50 things to do to free up warehouse space August 31, 2007
Posted by Lawrence Loucka in : Lean, Logistics, Supply Chain , add a comment
Business is growing and running out of space in the warehouse. What to do before moving to a new facility or pouring concrete? Fifty things to consider:
- Cross dock
- Narrow aisles
- Double deep racks
- Bridges over aisles, cross aisles, aisle ends, truck doors
- Re-slot forward pick locations
- Relocate slow movers and consolidate
- Change batteries rather than park and charge
- Pushback racks
- Pallet flow racks
- Carton flow racks
- Carousels horizontal or vertical
- Use uprights that only go to the top beam, close pack the top deck
- Shorter beams; 96" not 108"
- Triple wide beams
- Vary beam heights
- Double stack pallets
- Mobile shelving
- Purge excess, slow moving, obsolete
- Improve put away and pick cycle time and then cut safety stock
- Direct or Drop Ship
- Drop items from the catalog
- Put carton flow racks under pallet racks
- Put pick shelves and bins under pallet racks
- Slip sheets or low profile pallets
- Daily delivery of new pallets and packaging supplies
- Check out bound while picking or loading
- Check in bound while unloading or put away
- Store more than one item per shelf or pallet
- Consolidate partial pallets, cartons, bins
- Receive and ship on different shifts
- Redesign package
- Optimize pallet stacking pattern
- Select the right pallet
- Buy/Make to Order
- Buy in smaller lots
- Ship in smaller lots
- Receive and ship more often
- Make inbound receipt appointments
- Make delivery appointments
- Spot out bound trailers & load directly into trailer
- Eliminate inbound inspection
- Recalculate safety stock
- Recalculate order quantities
- Sell slow moving, return for credit, fire sale
- Donate, scrap, recycle obsolete
- Take assemblies apart and sell spare parts
- Combine parts in to kits
- Reduce the in and out queues
- Control SKU proliferation
- Pick directly into the shipping container
PowerPoint and other miscommunications August 5, 2007
Posted by Lawrence Loucka in : Consulting, Lean, Lean Sigma, Sigma , add a comment
Recently read Edward R. Tufte’s The Cognitive Style of PowerPoint: Pitching Out Corrupts Within and initially dismissed his thesis as troglodyte. Now sensitized, I’ve been watching for evidence of PowerPoint Abuse. Found an unfortunate example with two parallel teams during a strategic capital equipment review. Both teams were given the same mission and access to data: scrutinize the new capital equipment plans, challenge assumptions, collect new data and define cost reduction and risk mitigation plans. Both teams were staffed with bright industrial, process, manufacturing, quality engineers who pulled on other subject matter experts in their data gathering. Leadership effectively facilitated and guided both teams through the current state to future state diagnostic journey. Significant productivity, utilization, overall equipment effectiveness opportunities were identified and tested over the two week full-time exercise.

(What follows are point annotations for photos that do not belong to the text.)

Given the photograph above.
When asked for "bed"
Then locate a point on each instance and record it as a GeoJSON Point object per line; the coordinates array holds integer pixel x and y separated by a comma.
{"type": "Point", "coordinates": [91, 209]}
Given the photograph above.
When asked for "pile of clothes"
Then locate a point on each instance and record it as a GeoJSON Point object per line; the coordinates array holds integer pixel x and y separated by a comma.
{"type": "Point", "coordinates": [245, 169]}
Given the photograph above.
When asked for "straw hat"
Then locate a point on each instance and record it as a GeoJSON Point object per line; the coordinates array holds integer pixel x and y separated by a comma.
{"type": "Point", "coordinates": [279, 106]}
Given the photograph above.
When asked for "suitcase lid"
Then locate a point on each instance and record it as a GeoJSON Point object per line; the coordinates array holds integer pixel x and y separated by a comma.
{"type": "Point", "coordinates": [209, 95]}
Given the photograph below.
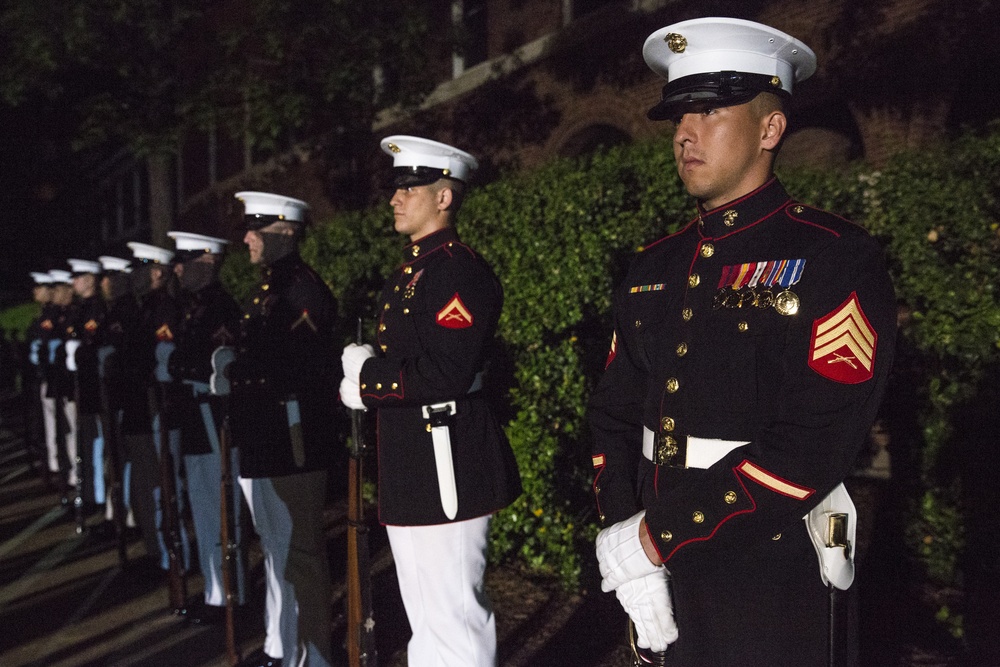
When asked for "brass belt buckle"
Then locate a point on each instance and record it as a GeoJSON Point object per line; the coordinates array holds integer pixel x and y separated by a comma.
{"type": "Point", "coordinates": [666, 450]}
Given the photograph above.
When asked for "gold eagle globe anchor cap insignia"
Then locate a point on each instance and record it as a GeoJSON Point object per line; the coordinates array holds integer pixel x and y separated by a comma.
{"type": "Point", "coordinates": [718, 61]}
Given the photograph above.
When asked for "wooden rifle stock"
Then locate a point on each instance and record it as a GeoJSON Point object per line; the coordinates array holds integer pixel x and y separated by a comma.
{"type": "Point", "coordinates": [230, 550]}
{"type": "Point", "coordinates": [361, 650]}
{"type": "Point", "coordinates": [168, 505]}
{"type": "Point", "coordinates": [116, 496]}
{"type": "Point", "coordinates": [81, 519]}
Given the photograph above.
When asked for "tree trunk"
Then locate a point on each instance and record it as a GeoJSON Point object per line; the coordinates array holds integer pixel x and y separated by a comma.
{"type": "Point", "coordinates": [161, 200]}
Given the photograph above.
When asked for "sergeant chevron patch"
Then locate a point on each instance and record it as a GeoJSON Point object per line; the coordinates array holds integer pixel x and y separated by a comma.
{"type": "Point", "coordinates": [842, 348]}
{"type": "Point", "coordinates": [455, 315]}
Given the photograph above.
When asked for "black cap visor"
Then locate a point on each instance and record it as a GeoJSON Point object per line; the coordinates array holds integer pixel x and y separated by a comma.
{"type": "Point", "coordinates": [257, 221]}
{"type": "Point", "coordinates": [408, 177]}
{"type": "Point", "coordinates": [690, 94]}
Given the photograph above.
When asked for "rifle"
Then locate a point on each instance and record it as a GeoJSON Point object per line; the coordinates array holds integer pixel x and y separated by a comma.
{"type": "Point", "coordinates": [168, 505]}
{"type": "Point", "coordinates": [81, 519]}
{"type": "Point", "coordinates": [109, 427]}
{"type": "Point", "coordinates": [361, 651]}
{"type": "Point", "coordinates": [230, 550]}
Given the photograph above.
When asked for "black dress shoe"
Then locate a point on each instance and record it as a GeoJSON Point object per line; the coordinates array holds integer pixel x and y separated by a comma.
{"type": "Point", "coordinates": [205, 614]}
{"type": "Point", "coordinates": [261, 659]}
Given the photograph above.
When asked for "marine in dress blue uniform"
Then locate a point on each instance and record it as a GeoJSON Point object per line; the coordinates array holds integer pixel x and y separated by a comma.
{"type": "Point", "coordinates": [210, 318]}
{"type": "Point", "coordinates": [284, 381]}
{"type": "Point", "coordinates": [157, 321]}
{"type": "Point", "coordinates": [43, 421]}
{"type": "Point", "coordinates": [61, 406]}
{"type": "Point", "coordinates": [750, 354]}
{"type": "Point", "coordinates": [445, 465]}
{"type": "Point", "coordinates": [85, 335]}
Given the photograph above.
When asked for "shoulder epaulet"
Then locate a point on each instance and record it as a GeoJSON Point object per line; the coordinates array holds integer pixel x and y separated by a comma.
{"type": "Point", "coordinates": [819, 218]}
{"type": "Point", "coordinates": [680, 231]}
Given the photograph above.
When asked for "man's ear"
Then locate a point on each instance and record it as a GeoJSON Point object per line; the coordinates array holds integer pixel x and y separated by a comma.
{"type": "Point", "coordinates": [772, 130]}
{"type": "Point", "coordinates": [444, 198]}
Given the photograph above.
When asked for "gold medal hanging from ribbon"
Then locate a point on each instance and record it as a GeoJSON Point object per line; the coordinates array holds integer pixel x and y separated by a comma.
{"type": "Point", "coordinates": [754, 284]}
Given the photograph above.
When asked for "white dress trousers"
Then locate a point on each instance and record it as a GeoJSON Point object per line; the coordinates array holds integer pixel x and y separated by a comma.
{"type": "Point", "coordinates": [441, 572]}
{"type": "Point", "coordinates": [287, 514]}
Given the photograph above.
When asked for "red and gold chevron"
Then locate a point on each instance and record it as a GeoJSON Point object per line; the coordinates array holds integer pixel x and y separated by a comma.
{"type": "Point", "coordinates": [614, 349]}
{"type": "Point", "coordinates": [842, 348]}
{"type": "Point", "coordinates": [455, 315]}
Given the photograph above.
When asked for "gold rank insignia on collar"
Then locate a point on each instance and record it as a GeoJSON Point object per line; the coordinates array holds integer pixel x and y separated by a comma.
{"type": "Point", "coordinates": [412, 285]}
{"type": "Point", "coordinates": [304, 318]}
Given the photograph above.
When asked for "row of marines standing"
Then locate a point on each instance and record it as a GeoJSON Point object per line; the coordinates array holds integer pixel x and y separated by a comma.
{"type": "Point", "coordinates": [167, 353]}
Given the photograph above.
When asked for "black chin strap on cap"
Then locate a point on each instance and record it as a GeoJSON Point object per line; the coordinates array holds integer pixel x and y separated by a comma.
{"type": "Point", "coordinates": [712, 89]}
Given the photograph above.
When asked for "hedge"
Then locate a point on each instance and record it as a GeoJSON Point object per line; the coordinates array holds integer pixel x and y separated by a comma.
{"type": "Point", "coordinates": [561, 236]}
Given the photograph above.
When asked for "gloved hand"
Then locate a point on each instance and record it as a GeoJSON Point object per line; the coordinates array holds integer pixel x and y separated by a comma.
{"type": "Point", "coordinates": [350, 394]}
{"type": "Point", "coordinates": [53, 347]}
{"type": "Point", "coordinates": [104, 352]}
{"type": "Point", "coordinates": [620, 555]}
{"type": "Point", "coordinates": [354, 358]}
{"type": "Point", "coordinates": [218, 382]}
{"type": "Point", "coordinates": [72, 345]}
{"type": "Point", "coordinates": [163, 351]}
{"type": "Point", "coordinates": [647, 602]}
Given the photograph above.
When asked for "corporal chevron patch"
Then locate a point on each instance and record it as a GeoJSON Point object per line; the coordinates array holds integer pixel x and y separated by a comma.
{"type": "Point", "coordinates": [842, 348]}
{"type": "Point", "coordinates": [455, 315]}
{"type": "Point", "coordinates": [164, 333]}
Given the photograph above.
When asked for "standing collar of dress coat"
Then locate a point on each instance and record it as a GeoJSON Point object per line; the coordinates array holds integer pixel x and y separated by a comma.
{"type": "Point", "coordinates": [426, 244]}
{"type": "Point", "coordinates": [740, 213]}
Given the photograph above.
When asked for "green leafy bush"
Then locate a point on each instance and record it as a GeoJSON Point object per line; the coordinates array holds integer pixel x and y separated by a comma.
{"type": "Point", "coordinates": [560, 237]}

One team plastered their "war room" with all of their data, continuously rearranging their wall, retelling their story. The other team began typing their findings and abandoned their wall after a couple of days. Individual leaders would visit with the teams randomly throughout the study period but never "walked the wall", instead expected PowerPoint slides for the daily out briefs. Attempts were made to reconcile the two teams leading up to a joint presentation to senior management.
Bottom line - what’s the new equipment price tag to support the new 5 year strategic operating plan?

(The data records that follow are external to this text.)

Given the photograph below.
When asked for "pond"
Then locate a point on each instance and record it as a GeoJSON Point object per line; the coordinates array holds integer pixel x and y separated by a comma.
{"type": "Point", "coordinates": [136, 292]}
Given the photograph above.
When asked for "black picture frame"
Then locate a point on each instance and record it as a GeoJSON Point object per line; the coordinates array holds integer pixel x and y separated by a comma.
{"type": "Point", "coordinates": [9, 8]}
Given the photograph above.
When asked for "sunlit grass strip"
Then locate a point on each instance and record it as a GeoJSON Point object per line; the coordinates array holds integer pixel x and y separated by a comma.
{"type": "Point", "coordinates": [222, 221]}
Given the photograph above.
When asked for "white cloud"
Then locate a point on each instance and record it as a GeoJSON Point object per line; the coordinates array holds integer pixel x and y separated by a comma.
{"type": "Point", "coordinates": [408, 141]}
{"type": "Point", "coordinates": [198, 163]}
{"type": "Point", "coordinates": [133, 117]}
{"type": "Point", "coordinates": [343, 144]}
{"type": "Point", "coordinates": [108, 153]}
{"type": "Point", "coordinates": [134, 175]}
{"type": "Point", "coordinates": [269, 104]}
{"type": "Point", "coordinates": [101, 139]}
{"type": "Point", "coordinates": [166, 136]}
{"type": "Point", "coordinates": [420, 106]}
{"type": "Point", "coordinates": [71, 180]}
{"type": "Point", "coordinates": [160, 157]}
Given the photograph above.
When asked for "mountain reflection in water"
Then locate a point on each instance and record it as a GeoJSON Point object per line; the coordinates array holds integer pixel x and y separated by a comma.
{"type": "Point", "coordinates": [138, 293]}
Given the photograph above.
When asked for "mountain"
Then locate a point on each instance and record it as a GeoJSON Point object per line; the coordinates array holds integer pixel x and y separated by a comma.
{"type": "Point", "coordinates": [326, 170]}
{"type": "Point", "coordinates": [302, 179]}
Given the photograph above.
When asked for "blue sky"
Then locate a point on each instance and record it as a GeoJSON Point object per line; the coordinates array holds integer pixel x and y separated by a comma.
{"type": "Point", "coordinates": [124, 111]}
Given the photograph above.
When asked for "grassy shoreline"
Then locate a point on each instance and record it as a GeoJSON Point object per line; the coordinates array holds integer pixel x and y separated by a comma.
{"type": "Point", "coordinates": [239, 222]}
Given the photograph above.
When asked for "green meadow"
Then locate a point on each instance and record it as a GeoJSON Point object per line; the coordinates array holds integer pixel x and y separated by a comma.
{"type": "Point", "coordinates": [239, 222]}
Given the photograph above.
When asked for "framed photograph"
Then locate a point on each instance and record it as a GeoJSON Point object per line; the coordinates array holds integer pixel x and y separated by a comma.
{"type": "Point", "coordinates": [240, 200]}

One team argued for showing both the prior and new estimates as side by side stacked bar charts, the other team just a table listing the $9.6 million delta.
Despite coaching challenges the delta display won out. Too bad because the Executive VP had remembered "the number" and misinterpreted the table. Had the first team taken the EVP on a tour of their wall the message would have been clearer.